A tomato MAGIC population reveals candidate genes for leaf dry matter and phenolics, two key traits for stress resilience and climate-smart breeding

Increasing leaf dry matter and phenolic content in tomato has the potential to enhance plant resilience, a key requirement for food security and sustainable agriculture in the context of climate change. However, phenolics accumulation in vegetative tissues remains understudied, as does dry matter accumulation. To address this gap, we leveraged 293 recombinant lines of an eight-way Tomato Multi-Parent Advanced Generation Inter-Cross (ToMAGIC) population to identify candidate genes for leaf dry matter and phenolic content. We found significant variation among lines. Leaf dry matter ranged from 6.90 to 23.20% (CV = 24.84%). Substantial variation was also observed for specialized phenolic metabolites, showing larger differences among lines compared with dry matter. Chlorogenic acid, the most abundant phenolic, ranged from 0.18 to 6.77 g kg-¹ FW (CV = 76.1%), followed by rutin (0.026–0.352 g kg-¹ FW, CV = 45.1%), quercetin (0.008–0.141 g kg-¹ FW, CV = 49.9%), and kaempferol (0.003–0.032 g kg-¹ FW, CV = 48.8%).

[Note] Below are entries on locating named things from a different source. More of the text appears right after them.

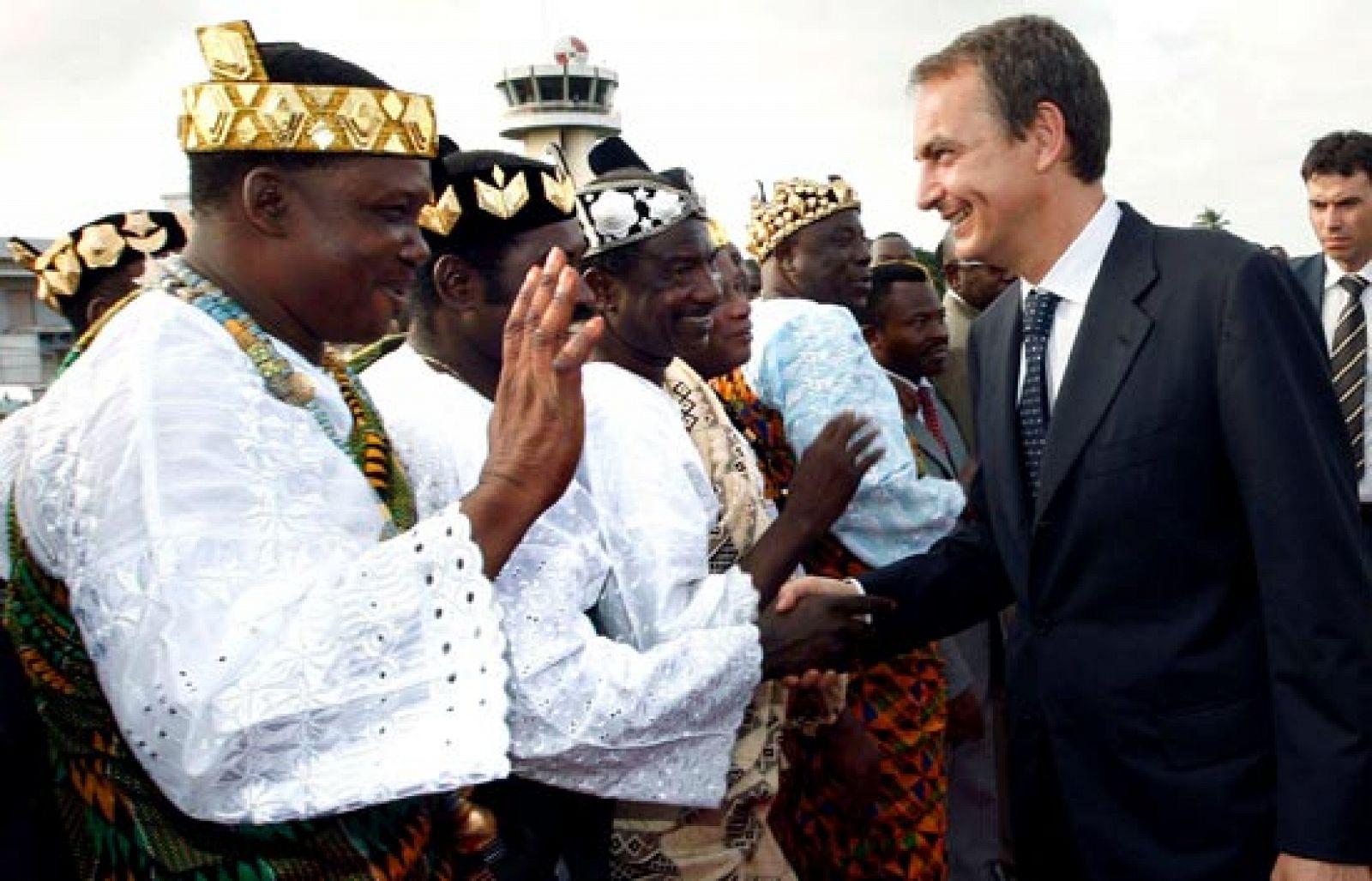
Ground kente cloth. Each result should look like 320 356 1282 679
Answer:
743 298 966 565
611 359 796 881
5 288 509 881
0 405 33 582
712 371 947 881
362 345 761 807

Total phenolic content averaged 3.65 g kg-¹ FW, with nearly a 20-fold range (0.47–8.36 g kg-¹ FW) (CV = 45.3%). The emergence of highly divergent phenotypes suggests extensive recombination in the population. Traits were highly correlated with each other, with ρ ranging from 0.35 to 0.77, supporting the possibility of indirect selection and suggesting common genetic regulation. Likewise, genomic heritability estimates were moderate to low, where chlorogenic acid presented the highest value (H2 = 0.66) and kaempferol the lowest (H2 = 0.07). GWAS identified 6 significant associations, explaining 4.50% to 28.24% of the phenotypic variation which, upon further study, enabled the prioritization of candidate genes potentially involved in the control of leaf dry matter and chlorogenic acid content. These findings demonstrate the potential of the ToMAGIC population to facilitate the development of climate-smart tomatoes with improved resilience and reduced input requirements.